@Legestr glaz « Imaginons, pemile, un puzzle de 10 000 pièces »
Imagine plutôt un texte de 10.000 caractères, en plusieurs exemplaires, que tu coupes aléatoirement en centaines de fragments de 500 caractères, calcule combien il faut d’exemplaires initiaux et de fragment au minimum pour que la proba qu’il soit impossible de recomposer le texte initial par un simple recouvrement des 100 caractères des extrémités, même en cas de répétition de 500 caractères ?
Et voici le second :
@Legestr glaz « Dans les égouts c’est un test PCR qui « valide » la présence du « méchant virus ». »
Oui, qui valide (et quantifie) OU pas : y’a donc bien contrôle négatif ?
« Mais ce génome a été « construit » de « novo » »
Non, par séquençage de prélèvements sur des malades !
Et si tu veux démontrer être rigoureux, pourquoi il est détecté dans les égouts d’un immeuble où tout le monde tousse et pas dans un immeuble du même coin (ta théorie de pollution) ou personne ne tousse ?

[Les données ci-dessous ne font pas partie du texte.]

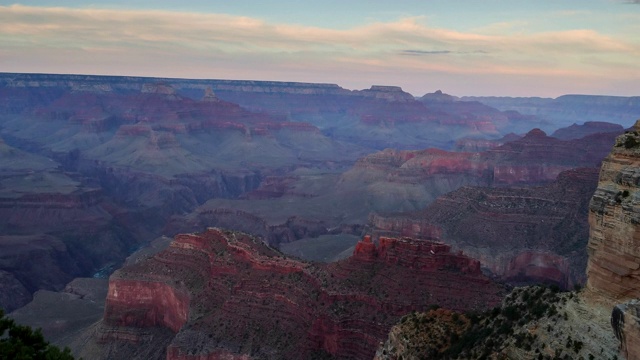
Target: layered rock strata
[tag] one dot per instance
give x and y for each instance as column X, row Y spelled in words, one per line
column 227, row 294
column 614, row 252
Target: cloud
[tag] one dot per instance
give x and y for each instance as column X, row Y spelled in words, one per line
column 167, row 43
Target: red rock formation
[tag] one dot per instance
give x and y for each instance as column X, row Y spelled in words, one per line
column 614, row 254
column 519, row 234
column 227, row 296
column 534, row 159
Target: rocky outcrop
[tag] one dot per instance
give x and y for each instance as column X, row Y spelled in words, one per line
column 576, row 131
column 534, row 159
column 625, row 320
column 569, row 109
column 227, row 294
column 521, row 235
column 614, row 256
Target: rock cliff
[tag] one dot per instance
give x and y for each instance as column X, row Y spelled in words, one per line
column 521, row 235
column 614, row 256
column 227, row 294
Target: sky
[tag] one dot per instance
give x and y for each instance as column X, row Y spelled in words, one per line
column 463, row 47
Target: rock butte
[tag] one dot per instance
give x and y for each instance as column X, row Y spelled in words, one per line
column 522, row 235
column 613, row 270
column 227, row 295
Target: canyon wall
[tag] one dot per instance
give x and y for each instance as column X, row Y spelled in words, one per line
column 520, row 235
column 227, row 295
column 614, row 255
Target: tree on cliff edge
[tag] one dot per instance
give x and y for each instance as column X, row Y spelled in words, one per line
column 20, row 342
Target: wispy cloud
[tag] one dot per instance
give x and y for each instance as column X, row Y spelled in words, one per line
column 163, row 43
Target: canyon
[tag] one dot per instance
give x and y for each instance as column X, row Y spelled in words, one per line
column 614, row 257
column 228, row 295
column 600, row 321
column 520, row 235
column 95, row 167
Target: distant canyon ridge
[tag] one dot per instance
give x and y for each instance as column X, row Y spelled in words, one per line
column 95, row 167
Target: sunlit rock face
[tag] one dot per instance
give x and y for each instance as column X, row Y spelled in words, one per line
column 227, row 295
column 614, row 243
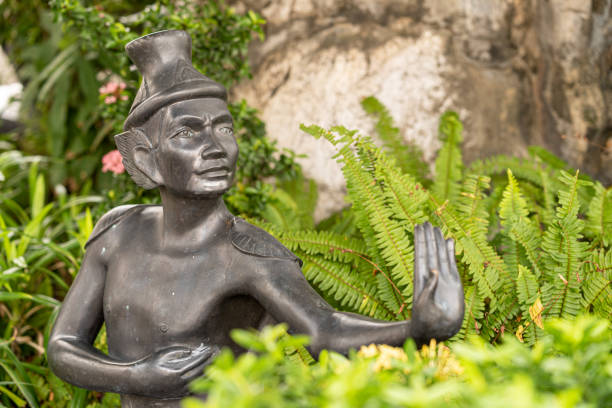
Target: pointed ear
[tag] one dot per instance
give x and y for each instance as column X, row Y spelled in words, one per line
column 138, row 160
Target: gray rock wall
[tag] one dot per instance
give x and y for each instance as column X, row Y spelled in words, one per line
column 519, row 72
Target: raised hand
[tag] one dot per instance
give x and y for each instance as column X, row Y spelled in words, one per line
column 437, row 310
column 168, row 372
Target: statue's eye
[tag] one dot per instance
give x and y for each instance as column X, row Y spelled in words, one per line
column 228, row 131
column 187, row 133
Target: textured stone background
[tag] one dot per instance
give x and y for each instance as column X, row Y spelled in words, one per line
column 519, row 72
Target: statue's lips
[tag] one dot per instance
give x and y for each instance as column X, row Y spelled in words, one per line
column 215, row 172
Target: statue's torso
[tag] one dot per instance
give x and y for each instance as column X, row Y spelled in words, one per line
column 155, row 299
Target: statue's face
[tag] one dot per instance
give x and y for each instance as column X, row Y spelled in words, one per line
column 197, row 151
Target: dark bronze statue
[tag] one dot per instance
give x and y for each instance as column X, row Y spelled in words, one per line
column 170, row 282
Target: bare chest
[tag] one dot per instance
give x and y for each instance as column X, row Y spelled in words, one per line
column 152, row 301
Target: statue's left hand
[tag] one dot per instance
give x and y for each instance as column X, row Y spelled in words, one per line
column 438, row 306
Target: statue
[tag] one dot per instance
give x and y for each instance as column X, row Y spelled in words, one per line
column 171, row 281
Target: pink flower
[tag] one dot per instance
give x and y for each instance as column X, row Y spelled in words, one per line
column 113, row 91
column 112, row 161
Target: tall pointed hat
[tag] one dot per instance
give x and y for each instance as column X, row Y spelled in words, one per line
column 164, row 60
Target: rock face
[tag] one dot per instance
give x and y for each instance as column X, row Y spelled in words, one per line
column 519, row 72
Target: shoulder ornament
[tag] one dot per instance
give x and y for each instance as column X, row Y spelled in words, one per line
column 112, row 218
column 252, row 240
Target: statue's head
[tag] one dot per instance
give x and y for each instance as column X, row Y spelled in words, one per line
column 179, row 132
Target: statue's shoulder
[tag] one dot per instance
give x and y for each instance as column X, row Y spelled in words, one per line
column 252, row 240
column 113, row 218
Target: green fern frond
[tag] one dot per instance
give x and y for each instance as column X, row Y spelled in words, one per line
column 471, row 205
column 596, row 286
column 408, row 156
column 349, row 289
column 331, row 246
column 599, row 216
column 474, row 312
column 565, row 250
column 513, row 206
column 527, row 287
column 484, row 264
column 403, row 194
column 449, row 164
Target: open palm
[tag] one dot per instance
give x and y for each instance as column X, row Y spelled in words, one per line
column 438, row 307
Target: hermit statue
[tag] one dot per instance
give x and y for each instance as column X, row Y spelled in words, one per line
column 171, row 281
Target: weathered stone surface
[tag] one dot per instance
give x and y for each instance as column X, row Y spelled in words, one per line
column 519, row 72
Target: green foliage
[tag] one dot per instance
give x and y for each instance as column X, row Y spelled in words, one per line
column 571, row 367
column 532, row 239
column 408, row 156
column 69, row 117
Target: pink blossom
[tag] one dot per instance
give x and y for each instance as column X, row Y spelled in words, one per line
column 113, row 91
column 112, row 161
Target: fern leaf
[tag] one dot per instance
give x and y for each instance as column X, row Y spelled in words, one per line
column 474, row 312
column 565, row 250
column 596, row 287
column 449, row 165
column 349, row 290
column 408, row 156
column 599, row 216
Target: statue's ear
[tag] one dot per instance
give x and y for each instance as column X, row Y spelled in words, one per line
column 138, row 158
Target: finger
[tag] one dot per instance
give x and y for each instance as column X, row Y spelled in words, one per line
column 442, row 254
column 198, row 358
column 432, row 249
column 420, row 261
column 198, row 370
column 430, row 288
column 450, row 249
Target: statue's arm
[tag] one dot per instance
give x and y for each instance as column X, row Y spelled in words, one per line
column 437, row 311
column 288, row 297
column 70, row 351
column 72, row 356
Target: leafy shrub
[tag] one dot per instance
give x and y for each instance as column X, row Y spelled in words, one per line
column 532, row 244
column 570, row 368
column 79, row 86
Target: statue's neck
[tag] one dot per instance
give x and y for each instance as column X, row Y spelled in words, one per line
column 192, row 223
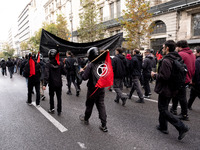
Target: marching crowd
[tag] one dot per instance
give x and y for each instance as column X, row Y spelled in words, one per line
column 133, row 71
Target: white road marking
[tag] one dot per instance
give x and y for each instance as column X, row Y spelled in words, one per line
column 148, row 99
column 82, row 145
column 51, row 119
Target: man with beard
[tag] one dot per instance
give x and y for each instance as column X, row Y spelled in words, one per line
column 52, row 76
column 119, row 69
column 162, row 88
column 189, row 59
column 135, row 68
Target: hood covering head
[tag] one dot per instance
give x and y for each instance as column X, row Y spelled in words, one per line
column 92, row 53
column 128, row 56
column 53, row 54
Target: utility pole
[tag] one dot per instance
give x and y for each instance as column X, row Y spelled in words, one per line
column 71, row 20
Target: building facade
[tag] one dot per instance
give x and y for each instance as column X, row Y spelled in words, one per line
column 173, row 19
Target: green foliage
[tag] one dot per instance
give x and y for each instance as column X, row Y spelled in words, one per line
column 135, row 22
column 59, row 29
column 8, row 51
column 90, row 27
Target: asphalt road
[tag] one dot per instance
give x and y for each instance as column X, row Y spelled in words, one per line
column 24, row 127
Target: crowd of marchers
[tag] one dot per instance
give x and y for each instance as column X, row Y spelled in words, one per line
column 134, row 70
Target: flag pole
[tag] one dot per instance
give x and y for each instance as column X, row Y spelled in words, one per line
column 97, row 58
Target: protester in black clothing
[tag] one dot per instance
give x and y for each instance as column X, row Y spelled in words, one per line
column 135, row 68
column 42, row 66
column 3, row 66
column 23, row 63
column 119, row 70
column 166, row 93
column 71, row 72
column 32, row 71
column 94, row 97
column 128, row 77
column 53, row 77
column 10, row 66
column 195, row 88
column 146, row 72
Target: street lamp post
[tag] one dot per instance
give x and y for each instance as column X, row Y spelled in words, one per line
column 71, row 20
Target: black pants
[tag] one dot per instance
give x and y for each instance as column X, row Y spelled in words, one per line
column 4, row 72
column 181, row 98
column 58, row 92
column 165, row 116
column 70, row 80
column 98, row 99
column 136, row 86
column 193, row 95
column 11, row 71
column 32, row 84
column 146, row 84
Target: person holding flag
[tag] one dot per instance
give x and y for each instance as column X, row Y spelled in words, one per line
column 119, row 69
column 53, row 77
column 33, row 73
column 100, row 74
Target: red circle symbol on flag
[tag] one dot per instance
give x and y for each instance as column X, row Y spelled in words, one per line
column 102, row 70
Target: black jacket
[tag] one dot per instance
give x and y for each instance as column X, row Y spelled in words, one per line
column 42, row 66
column 34, row 78
column 163, row 76
column 52, row 74
column 119, row 66
column 70, row 66
column 10, row 63
column 196, row 78
column 3, row 64
column 136, row 65
column 147, row 65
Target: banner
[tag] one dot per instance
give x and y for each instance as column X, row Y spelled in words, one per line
column 50, row 41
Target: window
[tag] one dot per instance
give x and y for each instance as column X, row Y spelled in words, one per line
column 118, row 8
column 111, row 10
column 196, row 25
column 157, row 44
column 159, row 27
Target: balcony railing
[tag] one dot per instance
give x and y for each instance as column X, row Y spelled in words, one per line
column 173, row 5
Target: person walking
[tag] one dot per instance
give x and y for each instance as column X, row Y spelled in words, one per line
column 119, row 69
column 53, row 77
column 146, row 71
column 189, row 59
column 71, row 72
column 10, row 65
column 135, row 68
column 32, row 73
column 42, row 66
column 94, row 95
column 3, row 67
column 195, row 88
column 165, row 93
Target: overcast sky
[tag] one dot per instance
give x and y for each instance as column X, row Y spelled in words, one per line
column 9, row 12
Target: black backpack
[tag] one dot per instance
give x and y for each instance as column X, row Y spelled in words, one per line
column 178, row 74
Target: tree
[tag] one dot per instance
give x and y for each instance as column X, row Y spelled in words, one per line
column 90, row 27
column 61, row 25
column 135, row 22
column 8, row 51
column 59, row 29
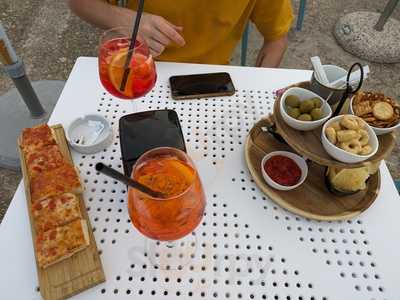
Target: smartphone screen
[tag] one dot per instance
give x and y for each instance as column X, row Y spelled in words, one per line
column 140, row 132
column 201, row 85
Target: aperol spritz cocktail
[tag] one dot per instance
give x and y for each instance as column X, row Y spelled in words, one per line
column 170, row 171
column 113, row 52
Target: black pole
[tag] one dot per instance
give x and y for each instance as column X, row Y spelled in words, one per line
column 17, row 74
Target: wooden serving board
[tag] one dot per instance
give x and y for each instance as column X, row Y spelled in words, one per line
column 308, row 143
column 79, row 272
column 311, row 199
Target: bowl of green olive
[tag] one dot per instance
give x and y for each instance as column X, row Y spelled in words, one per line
column 304, row 110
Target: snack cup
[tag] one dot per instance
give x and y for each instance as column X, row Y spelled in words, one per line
column 342, row 155
column 303, row 94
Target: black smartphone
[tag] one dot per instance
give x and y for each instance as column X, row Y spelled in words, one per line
column 140, row 132
column 201, row 85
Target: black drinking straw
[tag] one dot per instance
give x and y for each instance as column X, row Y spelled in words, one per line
column 102, row 168
column 132, row 45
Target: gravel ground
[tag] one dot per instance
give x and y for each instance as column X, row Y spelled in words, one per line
column 49, row 39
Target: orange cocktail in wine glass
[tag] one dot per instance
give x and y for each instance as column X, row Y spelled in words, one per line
column 171, row 218
column 113, row 52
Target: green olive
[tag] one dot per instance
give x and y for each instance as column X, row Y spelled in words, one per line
column 317, row 102
column 306, row 106
column 316, row 114
column 294, row 112
column 304, row 117
column 292, row 100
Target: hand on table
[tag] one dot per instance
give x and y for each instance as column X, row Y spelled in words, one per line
column 159, row 33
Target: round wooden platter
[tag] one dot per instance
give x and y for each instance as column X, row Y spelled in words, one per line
column 312, row 199
column 308, row 143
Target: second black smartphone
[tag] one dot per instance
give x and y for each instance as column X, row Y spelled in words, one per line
column 140, row 132
column 201, row 85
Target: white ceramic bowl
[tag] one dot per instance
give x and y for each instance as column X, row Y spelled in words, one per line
column 297, row 159
column 303, row 94
column 342, row 155
column 378, row 131
column 80, row 128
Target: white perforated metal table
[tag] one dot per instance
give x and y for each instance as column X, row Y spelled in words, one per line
column 249, row 248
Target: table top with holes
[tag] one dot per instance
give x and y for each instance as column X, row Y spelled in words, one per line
column 248, row 247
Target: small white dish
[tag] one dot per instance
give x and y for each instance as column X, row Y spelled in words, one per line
column 342, row 155
column 303, row 94
column 85, row 137
column 378, row 131
column 296, row 158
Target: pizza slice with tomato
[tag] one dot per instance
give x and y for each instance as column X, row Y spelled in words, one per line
column 63, row 179
column 44, row 159
column 36, row 137
column 56, row 211
column 61, row 242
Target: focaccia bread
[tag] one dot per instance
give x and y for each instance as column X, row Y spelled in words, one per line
column 63, row 179
column 36, row 137
column 57, row 244
column 44, row 159
column 56, row 211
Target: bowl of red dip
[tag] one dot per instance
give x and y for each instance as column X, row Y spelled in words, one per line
column 284, row 170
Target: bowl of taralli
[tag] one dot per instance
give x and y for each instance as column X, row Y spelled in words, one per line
column 382, row 113
column 303, row 110
column 349, row 139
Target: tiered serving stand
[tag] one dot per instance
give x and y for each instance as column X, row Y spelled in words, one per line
column 313, row 199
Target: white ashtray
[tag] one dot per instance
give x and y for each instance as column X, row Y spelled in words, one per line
column 89, row 134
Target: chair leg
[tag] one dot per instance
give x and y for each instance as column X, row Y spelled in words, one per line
column 243, row 51
column 397, row 184
column 300, row 17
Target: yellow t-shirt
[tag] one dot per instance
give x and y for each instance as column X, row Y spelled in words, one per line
column 212, row 28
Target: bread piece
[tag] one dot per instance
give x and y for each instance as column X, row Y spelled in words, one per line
column 63, row 179
column 36, row 138
column 44, row 159
column 57, row 244
column 55, row 211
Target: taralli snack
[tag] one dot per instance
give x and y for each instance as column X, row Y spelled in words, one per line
column 349, row 123
column 352, row 146
column 376, row 109
column 383, row 111
column 350, row 135
column 346, row 135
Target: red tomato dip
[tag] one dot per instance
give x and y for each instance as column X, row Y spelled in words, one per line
column 283, row 170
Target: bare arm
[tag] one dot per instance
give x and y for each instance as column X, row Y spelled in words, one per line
column 158, row 32
column 271, row 54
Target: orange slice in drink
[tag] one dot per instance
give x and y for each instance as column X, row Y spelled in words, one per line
column 116, row 72
column 140, row 67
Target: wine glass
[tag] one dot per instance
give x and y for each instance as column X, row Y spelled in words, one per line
column 167, row 221
column 113, row 52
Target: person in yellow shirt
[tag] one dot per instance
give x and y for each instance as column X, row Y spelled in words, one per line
column 197, row 31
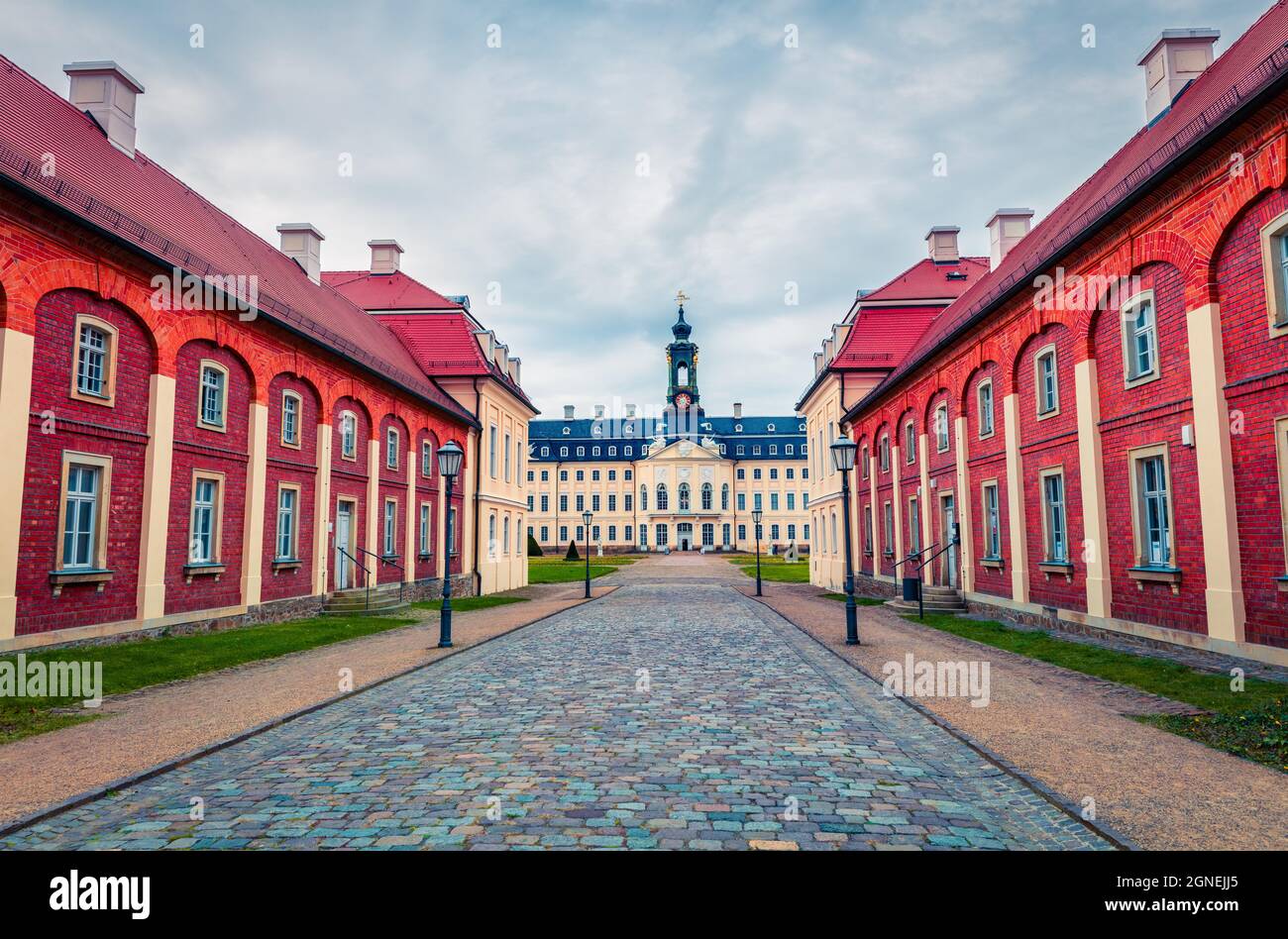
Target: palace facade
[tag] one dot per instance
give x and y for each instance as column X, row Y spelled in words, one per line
column 677, row 478
column 1103, row 414
column 204, row 428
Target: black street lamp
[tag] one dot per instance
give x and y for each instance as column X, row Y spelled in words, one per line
column 450, row 456
column 842, row 458
column 587, row 517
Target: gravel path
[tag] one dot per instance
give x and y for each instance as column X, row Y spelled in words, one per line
column 1069, row 732
column 674, row 712
column 158, row 724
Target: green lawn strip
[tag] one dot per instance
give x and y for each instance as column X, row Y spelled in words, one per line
column 1155, row 676
column 781, row 574
column 143, row 663
column 559, row 574
column 1252, row 723
column 1258, row 734
column 614, row 560
column 467, row 603
column 859, row 600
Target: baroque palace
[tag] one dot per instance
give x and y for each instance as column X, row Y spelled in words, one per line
column 677, row 479
column 1099, row 408
column 201, row 427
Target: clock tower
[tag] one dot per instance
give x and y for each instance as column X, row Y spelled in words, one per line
column 682, row 365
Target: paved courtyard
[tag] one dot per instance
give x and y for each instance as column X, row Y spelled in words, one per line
column 675, row 712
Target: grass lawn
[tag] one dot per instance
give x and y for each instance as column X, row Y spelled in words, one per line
column 1252, row 723
column 859, row 600
column 774, row 570
column 613, row 560
column 465, row 604
column 143, row 663
column 567, row 573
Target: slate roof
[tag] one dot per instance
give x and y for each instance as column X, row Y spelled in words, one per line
column 138, row 201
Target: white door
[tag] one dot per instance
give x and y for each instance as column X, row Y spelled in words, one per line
column 343, row 566
column 951, row 554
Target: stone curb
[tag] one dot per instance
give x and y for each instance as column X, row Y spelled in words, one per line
column 183, row 759
column 1111, row 835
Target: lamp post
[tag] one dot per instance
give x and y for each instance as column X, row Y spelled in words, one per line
column 587, row 517
column 842, row 458
column 450, row 456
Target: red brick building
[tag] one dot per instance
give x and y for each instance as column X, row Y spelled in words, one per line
column 194, row 423
column 1106, row 412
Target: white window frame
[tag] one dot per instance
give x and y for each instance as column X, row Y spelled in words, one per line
column 1039, row 386
column 292, row 536
column 222, row 425
column 217, row 519
column 1127, row 316
column 99, row 517
column 1274, row 273
column 287, row 441
column 349, row 436
column 1142, row 554
column 1048, row 518
column 393, row 443
column 107, row 398
column 987, row 428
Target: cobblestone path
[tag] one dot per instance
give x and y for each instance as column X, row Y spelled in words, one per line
column 670, row 714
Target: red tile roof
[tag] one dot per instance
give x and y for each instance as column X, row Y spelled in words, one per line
column 386, row 291
column 1249, row 64
column 141, row 202
column 880, row 338
column 442, row 342
column 926, row 279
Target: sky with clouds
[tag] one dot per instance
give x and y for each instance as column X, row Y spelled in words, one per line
column 520, row 162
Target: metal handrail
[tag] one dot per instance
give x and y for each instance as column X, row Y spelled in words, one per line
column 384, row 560
column 366, row 573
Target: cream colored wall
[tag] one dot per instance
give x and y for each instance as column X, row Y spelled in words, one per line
column 502, row 563
column 822, row 411
column 648, row 471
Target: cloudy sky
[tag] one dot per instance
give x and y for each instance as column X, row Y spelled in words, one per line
column 588, row 159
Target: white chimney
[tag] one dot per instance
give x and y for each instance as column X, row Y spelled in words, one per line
column 110, row 94
column 301, row 243
column 1005, row 231
column 941, row 244
column 1173, row 59
column 384, row 256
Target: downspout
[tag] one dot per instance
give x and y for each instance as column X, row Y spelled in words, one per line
column 478, row 482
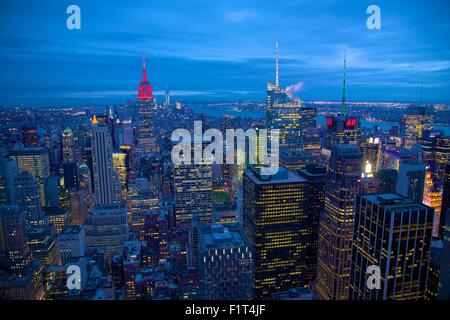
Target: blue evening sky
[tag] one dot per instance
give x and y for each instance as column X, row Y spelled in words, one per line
column 222, row 50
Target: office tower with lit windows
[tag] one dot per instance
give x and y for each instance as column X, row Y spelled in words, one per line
column 445, row 200
column 43, row 245
column 8, row 172
column 142, row 198
column 284, row 113
column 107, row 224
column 36, row 161
column 275, row 219
column 22, row 276
column 411, row 180
column 393, row 233
column 416, row 120
column 193, row 193
column 15, row 255
column 107, row 228
column 30, row 137
column 316, row 177
column 147, row 143
column 432, row 198
column 121, row 165
column 225, row 263
column 342, row 128
column 371, row 154
column 442, row 157
column 72, row 242
column 26, row 196
column 336, row 223
column 106, row 181
column 444, row 270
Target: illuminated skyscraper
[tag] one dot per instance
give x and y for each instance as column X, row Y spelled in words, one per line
column 371, row 154
column 444, row 270
column 106, row 181
column 193, row 193
column 36, row 161
column 121, row 165
column 336, row 224
column 316, row 177
column 225, row 263
column 107, row 228
column 416, row 120
column 146, row 113
column 343, row 128
column 433, row 199
column 26, row 196
column 411, row 180
column 15, row 255
column 445, row 207
column 394, row 234
column 275, row 219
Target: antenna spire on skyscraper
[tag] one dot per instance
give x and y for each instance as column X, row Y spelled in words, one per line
column 144, row 70
column 344, row 104
column 277, row 82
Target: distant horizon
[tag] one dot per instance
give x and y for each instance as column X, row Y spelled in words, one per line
column 222, row 51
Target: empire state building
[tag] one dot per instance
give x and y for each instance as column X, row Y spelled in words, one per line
column 146, row 114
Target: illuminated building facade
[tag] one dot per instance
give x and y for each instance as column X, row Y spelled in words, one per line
column 371, row 154
column 36, row 161
column 316, row 177
column 336, row 224
column 193, row 193
column 30, row 137
column 225, row 263
column 27, row 197
column 342, row 130
column 68, row 146
column 433, row 199
column 106, row 181
column 416, row 120
column 146, row 114
column 411, row 180
column 393, row 233
column 445, row 201
column 275, row 219
column 107, row 228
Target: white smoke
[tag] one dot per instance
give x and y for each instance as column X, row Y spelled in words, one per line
column 293, row 88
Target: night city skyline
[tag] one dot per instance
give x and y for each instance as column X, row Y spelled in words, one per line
column 212, row 159
column 206, row 51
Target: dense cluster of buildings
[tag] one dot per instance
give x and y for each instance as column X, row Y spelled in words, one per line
column 99, row 191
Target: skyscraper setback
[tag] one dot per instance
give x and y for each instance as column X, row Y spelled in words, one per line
column 146, row 115
column 336, row 224
column 276, row 221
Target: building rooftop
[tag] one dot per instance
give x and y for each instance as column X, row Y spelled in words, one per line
column 394, row 201
column 221, row 236
column 282, row 176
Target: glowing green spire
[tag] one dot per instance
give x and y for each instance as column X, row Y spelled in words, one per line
column 344, row 104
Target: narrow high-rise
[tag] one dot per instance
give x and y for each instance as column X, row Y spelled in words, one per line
column 336, row 224
column 146, row 114
column 276, row 221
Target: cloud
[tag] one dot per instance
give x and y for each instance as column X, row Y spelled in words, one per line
column 239, row 16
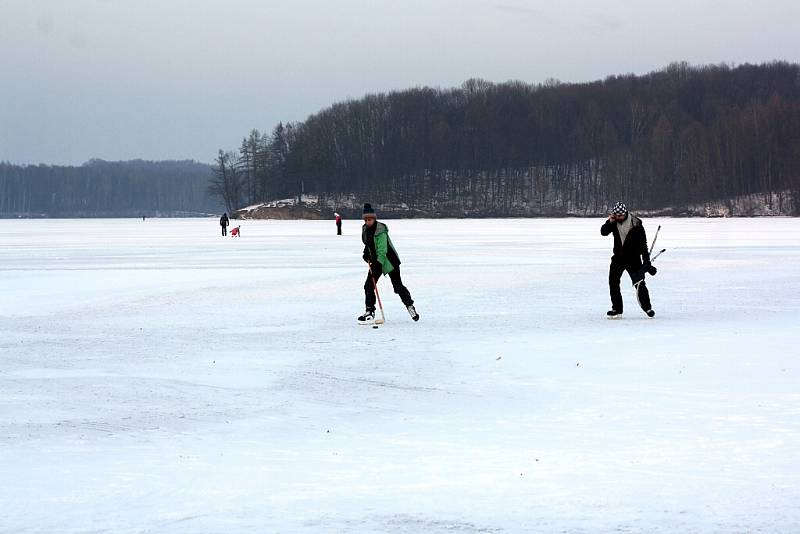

Vous n’avez donc pas « compris », et je suis mesuré, que dans les égouts c’est un test PCR qui identifie le virus ? Mais il n’est pas identifié à ce moment là : il l’a déjà été grâce à l’utilisation des fragments d’ARN et d’ADN provenant des exosomes ! Une vraie blague ! C’est l’amorce utilisée qui déclenche la découverte. Et l’amorce est en lien avec un génome « imaginaire » construit par la bioinformatique. Nous nageons en plein délire !
Cela fonctionne comme avec les tests PCR pour les « asymptomatiques ». Ils sont « malades » sans le savoir. Comme avec le SIDA ! la « notion » de « porteur sain ». Nous voici en présence de magnifiques « épicycles biologiques » qui viennent soutenir la théorie virale.
La théorie virale est semblable à la théorie géocentrique. Les « interprétations » plus complexes les unes que les autres sont données pour justifier l’injustifiable.
Quant au puzzle, vous n’avez pas davantage compris. De très nombreux fragments découverts, et séquencés, ne sont jamais utilisés pour « concevoir » un génome. On n’en tient même plus compte. Ils n’existent plus, puisqu’’ils ne correspondent pas à « l’idée » que le directeur de recherche se fait du génome. Et vous savez qu’il a « l’intuition » solide ce directeur, comme tous les directeurs d’ailleurs. C’est « scientifique » ? Non, c’est d’une faiblesse, en ce qui concerne la rigueur scientifique, déplorable.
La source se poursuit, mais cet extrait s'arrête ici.